週刊誌のグラビアを見てたら、篠山紀信が市川海老蔵を撮り下ろしてた。
舞台姿はもちろん、楽屋の様子も撮影してた。
その中に、京都・南座の楽屋の海老蔵のとこへ、舞妓さんたちが訪ねてきてる一枚があった。
キャプションが入ってて、そこに「かんざしにサイン」ってあったんだな。
この言葉、パッと聞いて、状況が頭に浮かぶだろうか?
「かんざしにサイン」って……どこに、どうやって、するんだ?
文字で読んでも、ぜんぜん状況が頭に浮かばないと思う、普通は。
写真を見ると、「かんざし」には違いないけど「まねきかんざし」だった。
京都・南座の正面に、顔見世興行に出る役者の名前を書いた看板──「まねき」が上がると、師走の合図。
そして、この興行を、祇園の綺麗どころが揃って観に行くのが「顔見世総見」。
このとき、こども(舞妓)や姐さん(芸妓)たちが髪に挿していくのが「まねきかんざし」なんだそう。
南座正面の看板と同じような、名前を入れられる長方形の板(?)を2枚あしらったもので、人気のある名題役者、有名どころに名前を入れてもらって、その人気にあやかろう、というものであるらしい。
だから、人気役者の自分を名指して来てくれる舞妓さんたちのために、海老蔵が名前を入れているところ──というのが、この写真の意味になる。
それを「かんざしにサイン」なんて言葉で片づけるのって、いかにも情緒が無くはないか?
南座ならではの「まねきかんざし」に名前を入れる海老蔵、とかさ。
ほかに言いようはあるだろうに。
写真の説明にすらなってない「かんざしにサイン」をキャプションとして付けちゃう記者も記者だし、通しちゃう責任者(というのかな。

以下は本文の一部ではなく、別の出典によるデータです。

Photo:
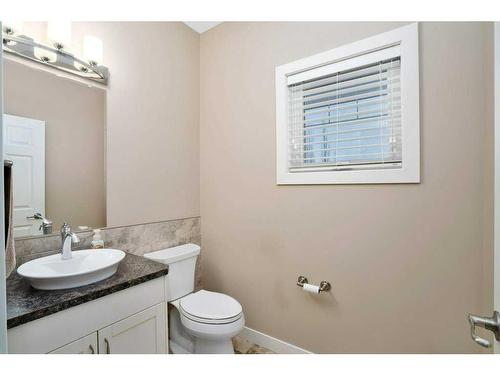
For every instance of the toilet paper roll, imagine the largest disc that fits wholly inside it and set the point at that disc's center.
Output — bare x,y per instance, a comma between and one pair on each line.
311,288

最終的に原稿をチェックする人っているはずだよね)も責任者だと思う。
もともと、語彙も豊富じゃないし、客観的に物事を描写するのが下手な私は、何かの事象を説明するための文章を書いたり、話したり、というのが、すごく苦手だ。
それだけに、いろんなモノ(写真とか記事とか含む)についてる説明文には、どうしても目が行ってしまう。
記事書きと小説書きとは、おのずと得意とする方面は違ってくるだろう。
記事書きであるプロの記者やライターが書いた説明文には、構成や語句の選びかた等、小説書きの端くれにぶら下がってる私にとって、学ぶべきところが多いはず。
だから、ついつい目が行ってしまうわけなんだけど……
この写真で「かんざしにサイン」はないんじゃないかねぇ。
「ん?」って引っかかっちゃうようなキャプションつけて、どうするよ?
それとも、写真のキャプションなんて、普通に読みすごしていっちゃうものなのかなぁ。
こういうところに気を遣う記者さんの文章のほうが、結果として、解りやすく、読みやすくなるのでは……と思うのは、私の偏見だろうか?